Ten years on, history is repeating itself, as many new US institutional investors see single-family rental as the best way to access residential at scale and yield. According to new research by Zillow, the total value of every home in the US is $33.6tn, nearly as much as the GDP of the two largest global economies combined – the US ($20.5tn) and China ($13.6tn) – but the institutional SFR market in the US is estimated at $3.4tn, compared with $3.5tn for the multi-family market.
Institutions are ramping up on SFR; JP Morgan increased its investment in American Homes for Rent, which operates 50,000 homes, to €650m. Canadian pension giant PSP Investments has become the latest institutional investor to bet on SFR, forging a $700m joint venture with Pretium, the second-largest US owner-operator.
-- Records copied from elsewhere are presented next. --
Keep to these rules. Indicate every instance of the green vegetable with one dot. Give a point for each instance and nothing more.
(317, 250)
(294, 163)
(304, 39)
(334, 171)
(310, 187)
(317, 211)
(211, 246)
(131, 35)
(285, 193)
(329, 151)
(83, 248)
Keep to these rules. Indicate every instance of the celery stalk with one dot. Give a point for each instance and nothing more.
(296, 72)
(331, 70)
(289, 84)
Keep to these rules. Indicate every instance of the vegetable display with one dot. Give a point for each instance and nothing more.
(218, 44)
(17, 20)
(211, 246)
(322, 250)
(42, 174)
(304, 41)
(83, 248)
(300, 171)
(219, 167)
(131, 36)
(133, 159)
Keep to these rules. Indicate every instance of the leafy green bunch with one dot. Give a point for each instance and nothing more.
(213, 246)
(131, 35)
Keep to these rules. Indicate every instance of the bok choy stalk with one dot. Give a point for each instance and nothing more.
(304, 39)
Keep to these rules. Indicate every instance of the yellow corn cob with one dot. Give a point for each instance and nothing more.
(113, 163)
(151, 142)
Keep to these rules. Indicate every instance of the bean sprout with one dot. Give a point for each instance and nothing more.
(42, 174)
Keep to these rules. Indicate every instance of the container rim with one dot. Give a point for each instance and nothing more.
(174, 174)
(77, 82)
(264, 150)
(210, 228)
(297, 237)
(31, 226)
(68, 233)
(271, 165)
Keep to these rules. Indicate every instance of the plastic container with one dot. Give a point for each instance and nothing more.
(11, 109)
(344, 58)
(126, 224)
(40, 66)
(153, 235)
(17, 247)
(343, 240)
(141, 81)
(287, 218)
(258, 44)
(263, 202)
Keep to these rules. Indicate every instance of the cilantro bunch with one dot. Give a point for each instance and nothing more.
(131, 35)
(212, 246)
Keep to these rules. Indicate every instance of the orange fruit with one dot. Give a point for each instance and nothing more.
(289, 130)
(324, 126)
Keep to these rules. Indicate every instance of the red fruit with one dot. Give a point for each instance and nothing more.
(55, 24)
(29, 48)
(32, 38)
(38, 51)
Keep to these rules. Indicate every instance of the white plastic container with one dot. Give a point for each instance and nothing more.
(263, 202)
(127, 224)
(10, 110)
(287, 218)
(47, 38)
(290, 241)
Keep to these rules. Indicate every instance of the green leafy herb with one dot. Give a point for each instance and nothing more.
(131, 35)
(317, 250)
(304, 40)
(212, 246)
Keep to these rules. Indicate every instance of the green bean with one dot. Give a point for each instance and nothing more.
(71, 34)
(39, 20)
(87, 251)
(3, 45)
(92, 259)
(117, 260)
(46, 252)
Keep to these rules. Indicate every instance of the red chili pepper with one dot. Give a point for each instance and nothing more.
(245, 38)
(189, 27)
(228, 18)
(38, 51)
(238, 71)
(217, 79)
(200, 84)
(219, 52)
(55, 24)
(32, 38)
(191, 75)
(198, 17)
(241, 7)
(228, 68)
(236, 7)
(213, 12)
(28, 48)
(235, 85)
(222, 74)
In 2019, Global City Development partnered with alternative investment firm Leste to launch Cassa Life, a $2.5bn SFR platform.
In contrast with the US, Europe remains a fragmented real estate market with unique national characteristics and regulations. With house price affordability at historic lows, the region continues to see a rise in renting in both urban and increasingly suburban locations; even top earners are having to save for longer to afford deposits and meet affordability criteria to buy their first home.
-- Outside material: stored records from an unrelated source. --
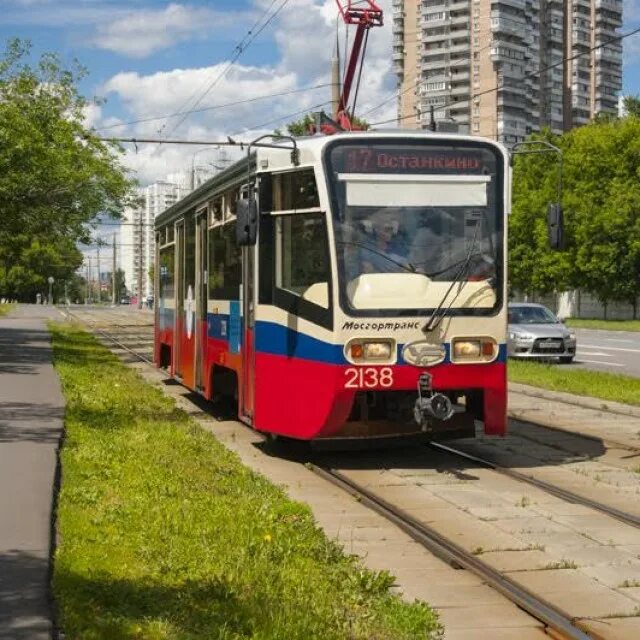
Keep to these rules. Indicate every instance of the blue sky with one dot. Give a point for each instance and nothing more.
(149, 57)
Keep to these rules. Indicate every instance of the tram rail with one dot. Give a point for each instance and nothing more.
(561, 624)
(559, 492)
(558, 623)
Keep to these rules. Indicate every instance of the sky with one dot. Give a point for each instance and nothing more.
(150, 59)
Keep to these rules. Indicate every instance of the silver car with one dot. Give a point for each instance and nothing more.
(536, 333)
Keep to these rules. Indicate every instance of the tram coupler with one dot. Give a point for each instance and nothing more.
(430, 405)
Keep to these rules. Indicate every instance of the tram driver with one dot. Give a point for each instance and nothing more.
(384, 249)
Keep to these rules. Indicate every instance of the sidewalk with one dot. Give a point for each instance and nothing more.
(31, 420)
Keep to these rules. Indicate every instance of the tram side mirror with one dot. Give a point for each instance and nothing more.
(246, 222)
(555, 226)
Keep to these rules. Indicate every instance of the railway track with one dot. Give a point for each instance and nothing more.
(557, 623)
(554, 490)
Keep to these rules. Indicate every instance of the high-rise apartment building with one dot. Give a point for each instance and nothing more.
(506, 68)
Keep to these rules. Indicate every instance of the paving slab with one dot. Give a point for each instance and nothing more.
(627, 628)
(531, 633)
(31, 421)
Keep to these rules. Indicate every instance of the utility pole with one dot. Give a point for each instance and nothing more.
(86, 300)
(140, 267)
(113, 274)
(99, 282)
(335, 79)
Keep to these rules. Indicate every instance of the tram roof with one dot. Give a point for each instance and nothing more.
(313, 144)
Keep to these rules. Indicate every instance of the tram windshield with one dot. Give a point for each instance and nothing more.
(417, 227)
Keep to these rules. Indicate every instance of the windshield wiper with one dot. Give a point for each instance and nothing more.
(406, 266)
(435, 319)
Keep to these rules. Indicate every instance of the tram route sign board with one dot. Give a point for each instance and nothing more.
(406, 159)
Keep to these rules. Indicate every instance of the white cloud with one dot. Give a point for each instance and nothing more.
(141, 33)
(92, 115)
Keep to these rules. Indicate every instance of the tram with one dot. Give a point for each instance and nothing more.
(343, 287)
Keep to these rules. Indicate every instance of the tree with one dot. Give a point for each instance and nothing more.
(601, 201)
(55, 175)
(303, 126)
(631, 106)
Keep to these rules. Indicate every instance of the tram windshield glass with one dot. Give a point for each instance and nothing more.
(417, 226)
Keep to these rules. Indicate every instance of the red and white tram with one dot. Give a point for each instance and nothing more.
(354, 286)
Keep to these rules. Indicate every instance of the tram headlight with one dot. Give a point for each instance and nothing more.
(377, 350)
(466, 349)
(474, 349)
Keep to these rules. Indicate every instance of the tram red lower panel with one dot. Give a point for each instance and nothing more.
(306, 399)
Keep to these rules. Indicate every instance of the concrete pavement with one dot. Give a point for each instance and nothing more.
(31, 422)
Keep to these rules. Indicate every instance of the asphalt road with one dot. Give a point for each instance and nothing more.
(612, 351)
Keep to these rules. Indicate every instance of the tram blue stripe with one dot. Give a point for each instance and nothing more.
(277, 339)
(280, 340)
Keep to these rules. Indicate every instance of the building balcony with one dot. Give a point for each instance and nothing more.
(516, 4)
(459, 48)
(461, 90)
(610, 5)
(430, 38)
(460, 21)
(425, 24)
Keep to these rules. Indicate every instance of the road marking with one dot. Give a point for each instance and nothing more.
(604, 364)
(601, 346)
(594, 353)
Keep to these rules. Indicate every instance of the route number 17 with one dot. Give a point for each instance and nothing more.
(368, 378)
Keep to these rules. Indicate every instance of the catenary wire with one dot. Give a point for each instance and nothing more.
(526, 76)
(239, 50)
(218, 106)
“The explosion of BTR in Europe means investors are waiting up to five years for income and are exposed to both concentration risk and development risk within a fast-moving macro environment”
Top German cities now have 80% renters and a generation comfortable with long-term rent. In the UK, where the home-owning dream has for generations been seen as a right, the number of renters now almost exceeds the number of mortgaged home-owners.
EU residential housing stock is estimated to be a similar size to that of the US, at €30tn, but with a SFR market of less than €1tn, pointing to significant capacity for growth.
Prior to the covid crisis, investors viewed maintaining portfolios of scattered rental properties as inefficient, preferring to invest in MFH buildings. AI fuelled by the masses of regional data now makes it possible to identify scattered apartments or housing in order to acquire them to assemble large, income-generating portfolios. Technology and human hybrid models can drive operational efficiency in managing SFR portfolios, with leakage in line with or better than MFH.
The explosion of BTR in Europe means investors are waiting up to five years for income and are exposed to both concentration risk and development risk within a fast-moving macro environment. For the first time, institutional real estate demand can be met through the consumer residential secondary real estate market, which reduces the carbon footprint of each portfolio.
IMMO Capital in Europe has built Europe’s first data-driven SFR platform, which aggregates data from disparate data sources across the entire value chain to connect institutional demand with consumer liquidity. For example, for one portfolio in prime Hamburg, IMMO Capital evaluated more than 20,000 available properties in prime locations, at a value of €2.3bn, with the aim of acquiring around 100 properties for a single-family residential portfolio generating stabilised income and IRR of 30% after 18 months.
SFR is now drawing the attention of institutional real estate investors who are seeking new operating partners and investment managers to grow their SFR platforms.